The Post story, as I mentioned, does note this in the 8th paragraph — but the 2nd paragraph says “The findings led the study authors to conclude that easy access to Plan B, also called the morning-after pill, could reduce the number of unwanted pregnancies while posing no apparent risk to women.” Say, wouldn’t it have made sense to mention, in the same paragraph, that the study failed to find that easy access to plan B actually reduced the number of unwanted pregnancies?
Also, note that the research doesn’t precisely lead to the “conclu[sion]” that “Providing women with easy access to [the morning-after pill] did not lead them to engage in more risky sexual behavior.” Rather, it fails to support the contrary conclusion: It finds no statistically significant evidence that providing women with easy access does lead them to engage in more risky sexual behavior. As they say, absence of evidence (here, lack of a statistically significant correlation between access and risky behavior) isn’t evidence of absence (a statistically significant showing of no correlation). If enough studies fail to find a correlation, we may become fairly confident that the correlation, if there is one, is very weak. But when one study fails to find a statistically significant link, that’s hardly dispositive.
But that’s a fairly small quibble compared to the broader point — sure, easier distribution of the pill that aims to reduce unwanted pregnancies doesn’t seem to have some kinds of harmful side effects, but it doesn’t seem to have much of an effect in reducing unwanted pregnancies, either.
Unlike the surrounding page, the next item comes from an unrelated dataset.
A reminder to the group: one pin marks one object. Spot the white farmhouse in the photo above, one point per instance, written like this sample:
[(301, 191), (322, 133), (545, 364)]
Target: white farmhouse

Seems to me that both points should be noted prominently.
I should stress, by the way, that I have nothing against morning-after pills, and I think that women should have access to them. Even if easier access to the pills doesn’t do much good overall, it may help some women in some circumstances, and I think women should have convenient access to this choice. (I don’t take the view that a day-old unimplanted zygote has rights; and, no, I’m not going to take the time to debate this point, which is in any event tangential to the heart of this post.) I thus support the bottom-line policy conclusion that the Post article and the Slate item point to. I’m just not wild about how the study is being described.
As always, please correct me if I’m misreading either the study or the stories.
UPDATE: Just to be clear, the study wasn’t measure the side effects or effectiveness of the morning-after pill as such; it was measuring the side effects or effectiveness of easier distribution of the morning-after pill. My original post made this clear, but in some parts of it I used “pill” as shorthand for “easier distribution of the pill,” and that was confusing; I’ve updated the post to remove the confusion.